Asok Kumar Das and Chittaranjan Dasgupta Solutions for Chapter: Human Eye and Optical Instruments, Exercise 1: EXERCISE 16

The magnifying power of a simple microscope is given by$1+\raisebox{1ex}{$D$}\!\left/ \!\raisebox{-1ex}{$f$}\right.$ where $D$ is the least distance of distinct vision. For a long-sighted person $D$ is greater than the usual. Does it mean that the magnifying power of a simple microscope is greater for a long-sighted person as compared to a normal person?

Street lamp-posts appear to be shorter the farther they are away, although all are of same height. Why does it happen so?

When the lights of a brightly lit room are suddenly put out, the people of the room are blinded for a moment. Why?

A person wears bifocal converging spectacles, one surface of each lens being spherical and the other cylindrical. State the defects in his vision and explain how the spectacles correct them.

A compound microscope consists of an objective lens of focal length $2 \mathrm{cm}$ and an eye-piece lens of a focal length $6.25 \mathrm{cm}$ separated by a distance of $15 \mathrm{cm}$. How far from the objective should an object be placed in order to obtain the final image at the least distance of distinct vision $(25 \mathrm{cm})$.

A compound microscope consists of an objective lens of focal length $2.0 \mathrm{c}\mathrm{m}$ and an eyepiece of focal length $6.25 \mathrm{c}\mathrm{m}$ separated by a distance of $15 \mathrm{c}\mathrm{m}$. How far from the objective should an object be placed in order to obtain the final image at infinity.

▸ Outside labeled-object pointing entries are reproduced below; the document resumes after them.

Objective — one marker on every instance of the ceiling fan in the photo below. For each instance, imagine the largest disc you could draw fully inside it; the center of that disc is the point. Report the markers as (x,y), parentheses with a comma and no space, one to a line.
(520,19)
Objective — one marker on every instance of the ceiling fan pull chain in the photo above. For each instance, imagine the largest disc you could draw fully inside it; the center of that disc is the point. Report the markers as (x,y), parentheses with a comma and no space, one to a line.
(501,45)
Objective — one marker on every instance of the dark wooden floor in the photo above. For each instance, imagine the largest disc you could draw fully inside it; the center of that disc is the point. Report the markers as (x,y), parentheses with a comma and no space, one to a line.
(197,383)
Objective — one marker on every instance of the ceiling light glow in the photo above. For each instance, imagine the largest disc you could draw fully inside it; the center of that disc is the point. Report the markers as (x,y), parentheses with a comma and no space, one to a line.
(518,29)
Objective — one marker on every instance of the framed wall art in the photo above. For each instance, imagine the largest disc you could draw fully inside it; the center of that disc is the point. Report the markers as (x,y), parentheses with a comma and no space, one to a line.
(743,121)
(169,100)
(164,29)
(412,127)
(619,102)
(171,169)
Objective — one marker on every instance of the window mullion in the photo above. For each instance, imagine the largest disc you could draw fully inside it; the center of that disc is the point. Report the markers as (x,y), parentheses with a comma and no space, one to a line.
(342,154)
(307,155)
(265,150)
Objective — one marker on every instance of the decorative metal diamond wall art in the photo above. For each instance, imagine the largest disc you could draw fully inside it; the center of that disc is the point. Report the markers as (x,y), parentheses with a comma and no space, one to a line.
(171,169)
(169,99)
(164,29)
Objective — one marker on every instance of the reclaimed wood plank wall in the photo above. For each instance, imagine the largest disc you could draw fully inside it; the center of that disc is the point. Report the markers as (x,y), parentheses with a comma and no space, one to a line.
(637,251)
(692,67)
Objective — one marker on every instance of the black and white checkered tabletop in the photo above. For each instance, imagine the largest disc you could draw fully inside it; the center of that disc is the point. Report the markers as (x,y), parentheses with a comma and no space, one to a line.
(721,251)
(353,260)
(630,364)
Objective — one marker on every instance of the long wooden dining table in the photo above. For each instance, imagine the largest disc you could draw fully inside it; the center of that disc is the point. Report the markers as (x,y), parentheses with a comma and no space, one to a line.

On the 50th birthday, a person can see distinctly object at a distance $25 \mathrm{cm}$ with $+2.5D$ glasses. Ten years later, he reads a letter with the same glasses, but he has to keep the letter $50 \mathrm{cm}$ away. What power of lens should he now use?

A short-sighted person cannot see objects more than 25 $\mathrm{cm}$ away. If the distance between his spectacle and the eye-lens be $1 \mathrm{~cm}$, what power does he need to see far away objects?